Borrego Humor - The long and complicated journey of Mike's keys
Mike McElhatton
March 15
This is a story that took place a bit in the past, but it is a story that speaks to the quirky small town nature of Borrego Springs, and I offer it here to convey the kind of place Borrego Springs is, and also hope that it brings some chuckles.
For a start, I am a person who misplaces everything, wallet, keys, phones, and much more. Everyone around me is accustomed to me tearing a place apart to find the latest thing I have lost track of.  So one afternoon in our small office at ABDNHA, I sat working at my desk as a technical repair person (I won't say who) was all over the office doing what he had to do. In a short while he left.  When the end of the day came, I could not find the keys to my scooter, which I was driving to and from work at the time.  I looked everywhere, and before long my two work companions at ABDNHA, Betsy our executive director, and Andrea our office manager, were assisting in the search, as they have done many times before.

...At one point, after much looking and no keys, Betsy suggested I check the post office because anyone in Borrego who finds lost keys knows to take them to the post office. "It is what people do," she told me.
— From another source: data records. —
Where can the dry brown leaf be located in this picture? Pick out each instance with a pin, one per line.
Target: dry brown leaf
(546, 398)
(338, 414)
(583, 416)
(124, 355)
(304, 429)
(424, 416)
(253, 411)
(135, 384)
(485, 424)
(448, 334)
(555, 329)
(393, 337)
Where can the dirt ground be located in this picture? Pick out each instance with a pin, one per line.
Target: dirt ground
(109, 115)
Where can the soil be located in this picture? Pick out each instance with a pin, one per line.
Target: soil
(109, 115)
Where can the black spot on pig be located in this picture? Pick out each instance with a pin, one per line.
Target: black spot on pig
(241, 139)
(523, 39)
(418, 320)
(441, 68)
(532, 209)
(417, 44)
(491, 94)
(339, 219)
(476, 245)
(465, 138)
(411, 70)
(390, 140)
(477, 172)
I thought this was completely absurd; that keys which were obviously in my office, because I had driven my scooter there, would be found in our office by someone who would then take them to the post office on the slim chance that the owner of the keys might look there. Eventually, I gave up with no keys to be found and called my wife, Terri, who brought me a second set of keys to the scooter.
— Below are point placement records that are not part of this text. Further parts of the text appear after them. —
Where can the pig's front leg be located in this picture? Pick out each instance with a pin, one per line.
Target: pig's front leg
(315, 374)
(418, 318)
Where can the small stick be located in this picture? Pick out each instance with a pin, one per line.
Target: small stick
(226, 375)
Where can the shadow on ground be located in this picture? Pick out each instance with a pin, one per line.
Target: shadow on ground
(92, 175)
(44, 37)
The next day I came in and started work, but also had those keys on my mind and looked here and there to no avail.  The repair man came back to finish his work.  He overheard the conversation and he asked me if I had lost keys, and I told him that I did.  "I found some keys yesterday," he said, and he described them as having a Honda scooter key on the ring. He said he found them in the street.  "Where are they now?" I asked.  He replied that he had taken them to the post office. 
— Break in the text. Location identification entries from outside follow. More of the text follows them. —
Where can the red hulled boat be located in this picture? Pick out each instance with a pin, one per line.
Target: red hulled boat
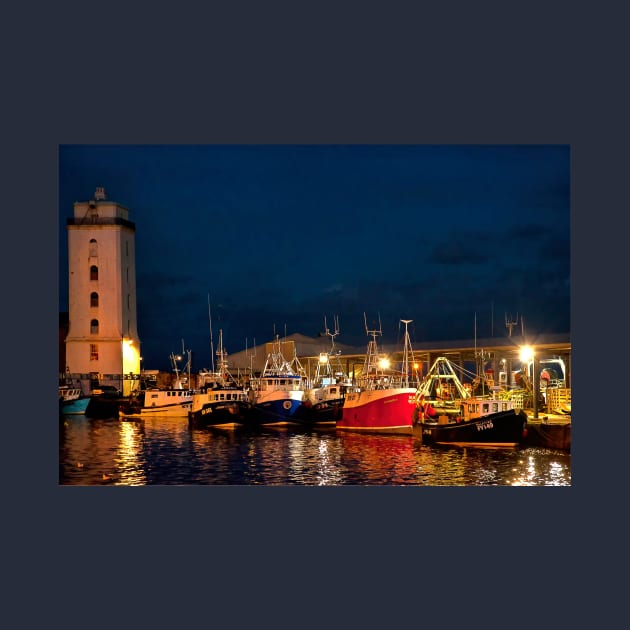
(383, 400)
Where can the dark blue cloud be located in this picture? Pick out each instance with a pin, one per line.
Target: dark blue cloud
(281, 236)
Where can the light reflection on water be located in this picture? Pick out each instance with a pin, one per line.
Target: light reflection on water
(165, 451)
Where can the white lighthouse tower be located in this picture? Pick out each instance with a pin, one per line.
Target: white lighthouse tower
(102, 346)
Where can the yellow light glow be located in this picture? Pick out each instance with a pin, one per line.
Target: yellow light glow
(526, 354)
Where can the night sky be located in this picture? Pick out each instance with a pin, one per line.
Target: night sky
(281, 236)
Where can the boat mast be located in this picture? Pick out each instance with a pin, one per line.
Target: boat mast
(406, 351)
(211, 345)
(371, 370)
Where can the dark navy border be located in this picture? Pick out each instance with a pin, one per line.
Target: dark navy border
(379, 73)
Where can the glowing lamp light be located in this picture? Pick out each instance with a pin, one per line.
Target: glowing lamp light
(526, 354)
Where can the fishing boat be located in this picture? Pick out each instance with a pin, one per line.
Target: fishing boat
(221, 401)
(278, 393)
(324, 397)
(383, 400)
(175, 401)
(447, 413)
(72, 401)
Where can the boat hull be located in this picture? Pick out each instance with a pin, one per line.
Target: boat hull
(227, 415)
(278, 411)
(555, 436)
(74, 407)
(326, 412)
(379, 411)
(506, 428)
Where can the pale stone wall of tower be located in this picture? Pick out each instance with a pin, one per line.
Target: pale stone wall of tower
(101, 235)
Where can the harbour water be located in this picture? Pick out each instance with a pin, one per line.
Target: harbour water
(165, 451)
So I went to the post office and asked what they would do if a set of keys were turned in, a set which also had a key on the ring to a local post office box.  "We would put them in the appropriate postal box," I was told.  So I gave them my box number, and they looked. "No luck," they said. "The keys are not there."  I explained that someone had turned in these keys earlier in the day and they must be around somewhere. "Well, the only other place to look would bethe lost key box," I was told.  I asked if we might have a look in this lost key box.  Before long they came back to the counter with an old wooden box. By the look of it was probably the same box that had been used to hold lost keys since the 1950s. I was told there was but one single set of keys in the box.  I took a look, and surprise of all surprises, they were mine!

But what a totally weird series of events I thought, that my keys would somehow make it to the street from my office and then to the post office.  I came back to the office, and Betsy said more or less "I told you to look there."  The important thing was that my keys were back.  But how could all this have happened?  The repair man then fessed up. At the end of the day he scooped up his various tools into his bag and went home.  In the morning he found a set of keys in there and had no idea where they had come from, so he took them to the post office. I had placed my keys on a counter not far from his tools, and they likely were swept up with his tools at the end of the day.  Finding them in the street was a cover story because he really had no idea where they came from.  But on discovering the full story, he immediately said what had happened.  There were no bad feelings, we all had a good laugh, and now every time I see him, wherever we are, he asks if I know where my keys are.

The moral of this story, besides the obvious one of not losing stuff, is that the tried and true systems developed over the years to address all sorts of things in Borrego Springs still work, and if you lose your keys, make the post office the first place that you go.